Während wir durchs Gärtchen spazieren, hat die jüngste Tochter im Wohnzimmer laute Disko-Musik aufgelegt. Vater Minh behauptet tapfer, doch, doch, die Musik gefalle ihm - und nutzt dann die Gelegenheit zur Klage: "Die Jugend von heute studiert nicht hart genug; sie stehen nur auf der Straße herum und wollen ein besseres Leben. Vielleicht gelingt es den Amerikanern diesmal, die Jugend zu erobern." Als wir uns zum Mittagessen mit vielen Schüsselchen auf den Boden des Wohnzimmers setzen, ist die Musik von unsichtbarer Hand abgestellt.

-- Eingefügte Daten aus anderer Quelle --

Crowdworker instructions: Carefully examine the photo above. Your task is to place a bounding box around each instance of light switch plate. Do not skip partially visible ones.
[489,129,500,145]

Selbstgebrannter Reisschnaps aus einer französischen Cognacflasche, dazu Vietnam-Wodka, alles in kleinen Tässchen. Der Dolmetscher ist ein japanischer Journalist; Herr Minh singt für ihn leise ein paar Zeilen eines Lieds aus der japanischen Besatzungszeit, er singt es auf japanisch, und der Dolmetscher raunt mir zu: Das ist jetzt so, als sänge in Deutschland jemand eine Hymne auf das Hakenkreuz.

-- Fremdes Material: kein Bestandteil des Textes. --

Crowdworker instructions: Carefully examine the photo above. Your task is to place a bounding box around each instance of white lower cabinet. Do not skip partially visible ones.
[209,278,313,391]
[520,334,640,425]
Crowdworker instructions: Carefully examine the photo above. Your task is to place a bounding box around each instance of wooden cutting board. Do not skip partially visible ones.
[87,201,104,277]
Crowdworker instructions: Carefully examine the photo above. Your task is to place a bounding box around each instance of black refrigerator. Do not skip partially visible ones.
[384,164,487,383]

Die bescheidene Frau Thinh leistet uns nur zum Essen Gesellschaft. Auf meine Frage, wie sich das Leben ihrer studierenden Töchter von ihrem eigenen Frauenleben unterscheide, gibt sie eine selbstbewusste Antwort: "Deren Wissen ist viel größer als meines, aber meine Kenntnis der Gesellschaft ist viel breiter. Sie kennen ja nur Hanoi, die Universität." Im Vietnam-Krieg, der in Vietnam der Amerikanische Krieg heißt, hat sie mit einer Maschinenpistole das Dorf verteidigt, den alltäglichen Notstand organisiert, die knappen Rationen Reis verteilt. Auf dem kleinen Hausaltar im Wohnzimmer stehen nur die Bilder der Ahnen ihres Mannes. "So ist es Tradition", sagt Bui Thi Thinh.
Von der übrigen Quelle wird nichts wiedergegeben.